Reliving the History of Compensatory Education: Policy Choices, Bureaucracy, and the Politicized Role of Science in the Evolution of Head Start
by Barbara Beatty & Edward Zigler — 2012
In this article, Edward Zigler, interviewed by Barbara Beatty, talks about a turning point in the history of Head Start that reveals how policy choices, bureaucracy, and science came together when he was told to phase out the program in 1970. New to Washington, Zigler learned that President Richard M. Nixon’s domestic policy advisor Daniel Patrick Moynihan, who had put forth the Family Assistance Plan, favored direct support for mothers and families over compensatory preschool education. Zigler saw how both the methodologically flawed 1969 Westinghouse study on the supposed fadeout of Head Start gains and Arthur Jensen’s controversial 1969 article on the supposed failure of compensatory education became politicized and influenced arguments about Head Start’s future.
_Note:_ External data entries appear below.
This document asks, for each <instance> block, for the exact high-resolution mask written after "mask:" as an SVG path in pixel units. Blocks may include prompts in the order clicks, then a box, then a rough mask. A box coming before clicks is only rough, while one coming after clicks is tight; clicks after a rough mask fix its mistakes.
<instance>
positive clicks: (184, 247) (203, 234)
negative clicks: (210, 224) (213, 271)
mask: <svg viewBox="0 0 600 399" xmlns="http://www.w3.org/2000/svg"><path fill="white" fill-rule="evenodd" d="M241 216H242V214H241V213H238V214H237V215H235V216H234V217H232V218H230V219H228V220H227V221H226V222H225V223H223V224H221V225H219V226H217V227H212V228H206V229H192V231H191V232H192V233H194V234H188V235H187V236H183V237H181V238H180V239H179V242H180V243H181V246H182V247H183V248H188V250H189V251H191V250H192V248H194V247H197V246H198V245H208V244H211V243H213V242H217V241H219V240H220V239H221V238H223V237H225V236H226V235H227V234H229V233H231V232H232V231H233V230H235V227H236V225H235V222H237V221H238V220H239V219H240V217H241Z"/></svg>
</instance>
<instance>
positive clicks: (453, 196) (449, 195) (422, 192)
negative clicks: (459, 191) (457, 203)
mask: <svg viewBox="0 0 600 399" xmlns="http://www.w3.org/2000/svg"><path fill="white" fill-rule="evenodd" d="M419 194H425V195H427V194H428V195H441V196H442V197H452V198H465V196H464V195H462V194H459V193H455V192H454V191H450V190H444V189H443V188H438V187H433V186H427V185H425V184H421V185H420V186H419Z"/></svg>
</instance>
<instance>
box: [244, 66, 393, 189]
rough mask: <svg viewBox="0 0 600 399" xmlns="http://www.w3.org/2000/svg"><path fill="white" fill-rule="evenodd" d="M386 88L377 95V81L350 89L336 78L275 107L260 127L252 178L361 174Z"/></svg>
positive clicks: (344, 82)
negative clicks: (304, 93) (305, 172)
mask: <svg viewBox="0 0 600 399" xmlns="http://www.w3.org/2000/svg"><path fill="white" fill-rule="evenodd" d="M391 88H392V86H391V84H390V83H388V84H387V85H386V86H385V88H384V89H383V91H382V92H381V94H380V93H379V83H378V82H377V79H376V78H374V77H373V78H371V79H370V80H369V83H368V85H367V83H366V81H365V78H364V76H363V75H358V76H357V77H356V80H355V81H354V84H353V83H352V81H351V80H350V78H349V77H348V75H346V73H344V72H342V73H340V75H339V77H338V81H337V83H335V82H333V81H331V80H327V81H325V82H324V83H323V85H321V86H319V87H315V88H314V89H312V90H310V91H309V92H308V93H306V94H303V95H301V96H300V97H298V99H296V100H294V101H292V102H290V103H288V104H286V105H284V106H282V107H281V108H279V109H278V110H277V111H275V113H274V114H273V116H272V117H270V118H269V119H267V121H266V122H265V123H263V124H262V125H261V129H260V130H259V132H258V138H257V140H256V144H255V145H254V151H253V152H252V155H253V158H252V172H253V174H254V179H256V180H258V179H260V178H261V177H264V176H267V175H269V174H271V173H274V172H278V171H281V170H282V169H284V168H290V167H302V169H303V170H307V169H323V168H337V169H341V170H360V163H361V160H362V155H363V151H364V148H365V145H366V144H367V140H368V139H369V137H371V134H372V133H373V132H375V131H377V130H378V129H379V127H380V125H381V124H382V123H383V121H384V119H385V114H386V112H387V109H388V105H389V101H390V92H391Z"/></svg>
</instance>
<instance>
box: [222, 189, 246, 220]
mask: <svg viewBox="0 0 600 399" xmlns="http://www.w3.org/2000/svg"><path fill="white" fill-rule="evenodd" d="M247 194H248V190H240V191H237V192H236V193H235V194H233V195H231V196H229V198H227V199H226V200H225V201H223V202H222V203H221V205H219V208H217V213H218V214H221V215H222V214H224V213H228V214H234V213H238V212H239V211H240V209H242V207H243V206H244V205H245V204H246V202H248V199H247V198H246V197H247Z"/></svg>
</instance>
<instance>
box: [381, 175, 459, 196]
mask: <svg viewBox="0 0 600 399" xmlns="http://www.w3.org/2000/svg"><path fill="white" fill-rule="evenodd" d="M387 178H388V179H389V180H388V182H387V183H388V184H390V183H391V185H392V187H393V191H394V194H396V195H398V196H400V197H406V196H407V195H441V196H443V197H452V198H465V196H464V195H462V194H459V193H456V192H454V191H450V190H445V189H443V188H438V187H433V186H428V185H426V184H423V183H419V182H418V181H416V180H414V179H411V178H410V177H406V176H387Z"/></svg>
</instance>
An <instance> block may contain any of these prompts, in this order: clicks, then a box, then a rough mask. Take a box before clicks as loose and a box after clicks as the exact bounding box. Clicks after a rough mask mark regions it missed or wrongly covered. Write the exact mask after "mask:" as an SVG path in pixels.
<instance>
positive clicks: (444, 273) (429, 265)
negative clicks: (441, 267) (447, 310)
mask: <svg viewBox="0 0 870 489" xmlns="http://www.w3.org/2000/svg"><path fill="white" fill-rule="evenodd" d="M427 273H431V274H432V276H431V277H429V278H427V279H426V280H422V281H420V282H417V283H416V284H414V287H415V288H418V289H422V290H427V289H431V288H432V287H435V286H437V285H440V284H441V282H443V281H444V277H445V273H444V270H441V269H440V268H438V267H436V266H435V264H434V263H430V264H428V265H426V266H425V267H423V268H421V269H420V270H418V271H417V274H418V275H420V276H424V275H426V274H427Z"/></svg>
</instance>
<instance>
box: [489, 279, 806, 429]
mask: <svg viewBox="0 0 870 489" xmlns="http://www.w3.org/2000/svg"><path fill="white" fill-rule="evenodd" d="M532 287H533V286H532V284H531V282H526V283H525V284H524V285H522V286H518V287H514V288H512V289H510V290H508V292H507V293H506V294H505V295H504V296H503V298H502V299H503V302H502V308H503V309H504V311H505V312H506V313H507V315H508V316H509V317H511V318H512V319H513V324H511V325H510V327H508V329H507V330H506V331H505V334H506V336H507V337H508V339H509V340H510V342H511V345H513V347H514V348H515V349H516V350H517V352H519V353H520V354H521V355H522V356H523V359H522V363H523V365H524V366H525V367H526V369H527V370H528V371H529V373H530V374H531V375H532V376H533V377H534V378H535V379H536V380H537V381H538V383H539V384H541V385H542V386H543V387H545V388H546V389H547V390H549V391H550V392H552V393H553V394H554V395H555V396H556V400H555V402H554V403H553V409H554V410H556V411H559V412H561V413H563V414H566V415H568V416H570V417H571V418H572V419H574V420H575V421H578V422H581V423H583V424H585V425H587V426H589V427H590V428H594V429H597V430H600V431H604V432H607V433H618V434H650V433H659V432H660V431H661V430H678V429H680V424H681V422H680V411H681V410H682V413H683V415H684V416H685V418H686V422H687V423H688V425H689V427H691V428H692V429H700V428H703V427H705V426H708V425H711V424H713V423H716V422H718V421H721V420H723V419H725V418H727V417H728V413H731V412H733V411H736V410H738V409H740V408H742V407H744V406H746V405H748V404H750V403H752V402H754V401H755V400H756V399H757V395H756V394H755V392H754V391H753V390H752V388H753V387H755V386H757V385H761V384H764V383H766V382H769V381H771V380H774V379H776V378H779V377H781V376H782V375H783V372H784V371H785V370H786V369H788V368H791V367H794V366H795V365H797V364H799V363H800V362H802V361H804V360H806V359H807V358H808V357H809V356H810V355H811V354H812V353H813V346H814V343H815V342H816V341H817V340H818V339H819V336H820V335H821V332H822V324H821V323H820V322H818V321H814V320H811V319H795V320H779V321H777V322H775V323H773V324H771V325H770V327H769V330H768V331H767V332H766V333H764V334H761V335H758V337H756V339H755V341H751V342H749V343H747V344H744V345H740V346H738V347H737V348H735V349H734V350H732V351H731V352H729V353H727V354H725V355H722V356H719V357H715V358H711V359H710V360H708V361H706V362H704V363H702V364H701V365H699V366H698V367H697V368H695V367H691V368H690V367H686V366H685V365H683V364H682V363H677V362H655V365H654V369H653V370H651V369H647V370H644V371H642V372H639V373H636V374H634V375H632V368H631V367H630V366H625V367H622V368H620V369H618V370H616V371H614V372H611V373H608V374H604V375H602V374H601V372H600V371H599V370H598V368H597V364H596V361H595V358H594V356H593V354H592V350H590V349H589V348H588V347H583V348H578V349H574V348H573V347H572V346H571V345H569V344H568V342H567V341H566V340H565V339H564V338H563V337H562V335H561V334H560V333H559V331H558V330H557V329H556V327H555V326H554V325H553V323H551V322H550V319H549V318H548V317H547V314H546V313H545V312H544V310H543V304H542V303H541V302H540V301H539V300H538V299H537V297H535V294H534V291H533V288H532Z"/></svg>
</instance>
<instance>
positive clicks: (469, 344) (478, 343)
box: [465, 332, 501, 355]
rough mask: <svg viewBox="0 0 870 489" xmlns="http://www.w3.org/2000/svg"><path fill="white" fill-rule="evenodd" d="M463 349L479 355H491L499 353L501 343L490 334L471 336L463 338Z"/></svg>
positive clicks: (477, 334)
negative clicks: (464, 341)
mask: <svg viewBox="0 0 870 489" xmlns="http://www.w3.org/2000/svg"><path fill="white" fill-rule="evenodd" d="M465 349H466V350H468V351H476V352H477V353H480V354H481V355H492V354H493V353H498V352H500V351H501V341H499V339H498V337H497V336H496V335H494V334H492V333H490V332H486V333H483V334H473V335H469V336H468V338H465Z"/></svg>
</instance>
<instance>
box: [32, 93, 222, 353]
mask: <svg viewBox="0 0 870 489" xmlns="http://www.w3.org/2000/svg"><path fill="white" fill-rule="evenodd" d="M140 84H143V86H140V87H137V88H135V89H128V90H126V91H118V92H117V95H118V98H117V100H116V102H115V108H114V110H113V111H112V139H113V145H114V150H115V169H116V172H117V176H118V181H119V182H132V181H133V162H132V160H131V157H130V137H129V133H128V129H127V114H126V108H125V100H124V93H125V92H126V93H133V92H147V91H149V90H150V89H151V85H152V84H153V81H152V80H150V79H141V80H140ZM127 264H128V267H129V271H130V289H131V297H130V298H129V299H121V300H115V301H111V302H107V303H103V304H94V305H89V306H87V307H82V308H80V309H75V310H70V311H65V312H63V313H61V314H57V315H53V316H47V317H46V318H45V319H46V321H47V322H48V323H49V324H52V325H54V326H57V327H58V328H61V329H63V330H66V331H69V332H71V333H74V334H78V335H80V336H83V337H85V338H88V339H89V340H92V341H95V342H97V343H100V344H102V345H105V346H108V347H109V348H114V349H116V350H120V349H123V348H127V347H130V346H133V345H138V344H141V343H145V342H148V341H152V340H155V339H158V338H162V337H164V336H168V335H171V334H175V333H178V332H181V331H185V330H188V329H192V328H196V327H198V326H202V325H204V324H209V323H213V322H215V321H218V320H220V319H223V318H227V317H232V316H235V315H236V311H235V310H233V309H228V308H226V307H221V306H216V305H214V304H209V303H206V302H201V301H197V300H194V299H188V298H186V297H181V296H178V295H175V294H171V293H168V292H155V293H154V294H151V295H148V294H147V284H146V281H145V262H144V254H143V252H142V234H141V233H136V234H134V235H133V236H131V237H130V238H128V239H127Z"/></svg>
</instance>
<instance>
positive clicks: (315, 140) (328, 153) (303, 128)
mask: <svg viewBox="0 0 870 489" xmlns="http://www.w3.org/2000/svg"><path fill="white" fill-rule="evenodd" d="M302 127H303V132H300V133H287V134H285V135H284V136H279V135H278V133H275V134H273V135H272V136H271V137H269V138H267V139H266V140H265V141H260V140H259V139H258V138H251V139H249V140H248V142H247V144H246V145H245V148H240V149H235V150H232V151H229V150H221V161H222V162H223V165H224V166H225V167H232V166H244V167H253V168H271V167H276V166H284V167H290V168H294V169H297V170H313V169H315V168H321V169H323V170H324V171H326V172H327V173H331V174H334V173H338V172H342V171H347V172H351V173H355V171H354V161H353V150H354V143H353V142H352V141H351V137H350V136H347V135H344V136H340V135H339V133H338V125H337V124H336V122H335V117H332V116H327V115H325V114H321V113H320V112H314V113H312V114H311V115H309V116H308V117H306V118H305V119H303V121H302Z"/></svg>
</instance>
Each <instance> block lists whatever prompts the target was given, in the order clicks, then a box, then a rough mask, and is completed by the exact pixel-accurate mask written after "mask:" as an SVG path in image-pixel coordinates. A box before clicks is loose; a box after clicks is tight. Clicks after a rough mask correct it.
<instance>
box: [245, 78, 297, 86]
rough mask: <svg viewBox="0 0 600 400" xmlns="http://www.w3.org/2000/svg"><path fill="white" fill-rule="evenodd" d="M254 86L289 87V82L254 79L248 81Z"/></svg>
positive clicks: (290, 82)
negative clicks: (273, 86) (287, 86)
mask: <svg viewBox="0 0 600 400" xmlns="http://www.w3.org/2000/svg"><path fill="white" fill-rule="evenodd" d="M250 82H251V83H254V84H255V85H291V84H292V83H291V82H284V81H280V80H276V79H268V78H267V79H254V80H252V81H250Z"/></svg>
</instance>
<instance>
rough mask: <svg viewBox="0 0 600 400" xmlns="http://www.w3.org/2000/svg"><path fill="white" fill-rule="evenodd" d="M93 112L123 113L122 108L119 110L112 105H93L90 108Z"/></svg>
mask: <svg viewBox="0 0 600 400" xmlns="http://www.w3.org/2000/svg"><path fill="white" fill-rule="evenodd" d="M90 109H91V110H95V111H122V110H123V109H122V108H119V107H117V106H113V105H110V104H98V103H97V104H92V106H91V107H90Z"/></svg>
With President Nixon’s veto of the 1971 Child Development Act, Zigler witnessed how competing policies, bureaucracies, and political ideologies could block support for universal child care and comprehensive services for children and families. After many years of consulting to Head Start and research on applied child development, he sees public schools as sites for coordination of social welfare programs that can improve access to high-quality health care, education, child care, and family services, as in his Schools for the 21st Century model.